Speech by Mr Paolo Angelini, Deputy Governor of the Bank of Italy, at the conference "The New Frontiers of Digital Finance", organised by Commissione Nazionale per le Societa e la Borsa (Consob), Rome, 10 March 2023. 

The views expressed in this speech are those of the speaker and not the view of the BIS.

Central bank speech  | 
14 March 2023

Let me thank President Savona and Consob for inviting me today to talk about technological innovation in payments, securities clearing and settlement systems, i.e. the market infrastructure that is the backbone of our financial system.
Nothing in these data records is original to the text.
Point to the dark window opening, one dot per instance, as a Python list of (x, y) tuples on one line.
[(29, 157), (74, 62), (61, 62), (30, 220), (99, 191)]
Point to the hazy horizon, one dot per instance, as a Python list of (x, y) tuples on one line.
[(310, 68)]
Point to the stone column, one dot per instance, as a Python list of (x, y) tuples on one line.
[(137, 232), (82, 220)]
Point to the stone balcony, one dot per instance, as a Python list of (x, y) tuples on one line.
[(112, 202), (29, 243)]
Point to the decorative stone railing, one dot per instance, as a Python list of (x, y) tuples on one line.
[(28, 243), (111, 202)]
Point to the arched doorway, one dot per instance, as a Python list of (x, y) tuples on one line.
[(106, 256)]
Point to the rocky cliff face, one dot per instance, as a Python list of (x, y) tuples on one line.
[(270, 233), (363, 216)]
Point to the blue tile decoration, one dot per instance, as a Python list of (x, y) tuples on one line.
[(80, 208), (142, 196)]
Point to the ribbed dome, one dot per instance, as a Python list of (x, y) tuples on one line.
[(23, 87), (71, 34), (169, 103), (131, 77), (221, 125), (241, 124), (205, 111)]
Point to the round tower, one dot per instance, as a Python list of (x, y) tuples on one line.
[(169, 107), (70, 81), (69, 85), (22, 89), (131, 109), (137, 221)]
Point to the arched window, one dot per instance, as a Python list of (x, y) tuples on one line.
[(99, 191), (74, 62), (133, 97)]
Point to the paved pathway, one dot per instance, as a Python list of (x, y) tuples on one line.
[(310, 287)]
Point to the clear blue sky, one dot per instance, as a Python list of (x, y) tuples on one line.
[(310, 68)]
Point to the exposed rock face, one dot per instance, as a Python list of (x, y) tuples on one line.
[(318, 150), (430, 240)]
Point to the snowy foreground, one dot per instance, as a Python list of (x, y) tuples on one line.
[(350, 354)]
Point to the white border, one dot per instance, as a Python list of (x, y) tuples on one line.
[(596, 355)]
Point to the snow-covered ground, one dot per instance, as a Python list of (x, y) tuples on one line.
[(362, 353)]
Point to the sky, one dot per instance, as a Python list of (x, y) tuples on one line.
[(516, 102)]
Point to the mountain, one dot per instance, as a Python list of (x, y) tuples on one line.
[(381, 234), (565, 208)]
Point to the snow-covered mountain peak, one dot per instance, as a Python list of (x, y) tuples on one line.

1 "Traditional" digital innovation has been doing a lot for financial markets infrastructure

I would argue that this is probably the sector least affected, thus far, by the latest technological developments that inspire today's seminar. The adoption of digital technologies for financial market infrastructures started with the dematerialization of securities in the sixties. Trading on digital platforms began to replace trading floors (the "pits") in the eighties. In the nineties, real time gross settlement systems (RTGS) led to a revolution in wholesale payments worldwide, bringing added security to market transactions at affordable costs, thanks to their ability to effect a huge increase in efficiency (a rise in the velocity of circulation of central bank money). The next step was to eliminate counterparty risk in securities transactions via the adoption of delivery versus payment (DVP). The emergence of fast electronic communication networks allowed investors to use real-time data for algorithmic and high-frequency trading, which in Europe now account for about 70 per cent of all equity trades. Nowadays, reflecting a widespread dematerialization process, almost all financial assets are in digital form and traded through electronic platforms; all wholesale payments are initiated and settled online. For example, the European large value payment system, TARGET2, settles average daily transactions worth about 2.5 trillion euro, one sixth of the euro area's annual nominal GDP it can work jointly with TARGET2-Securities (T2S), allowing DVP of the cash and security legs of transactions.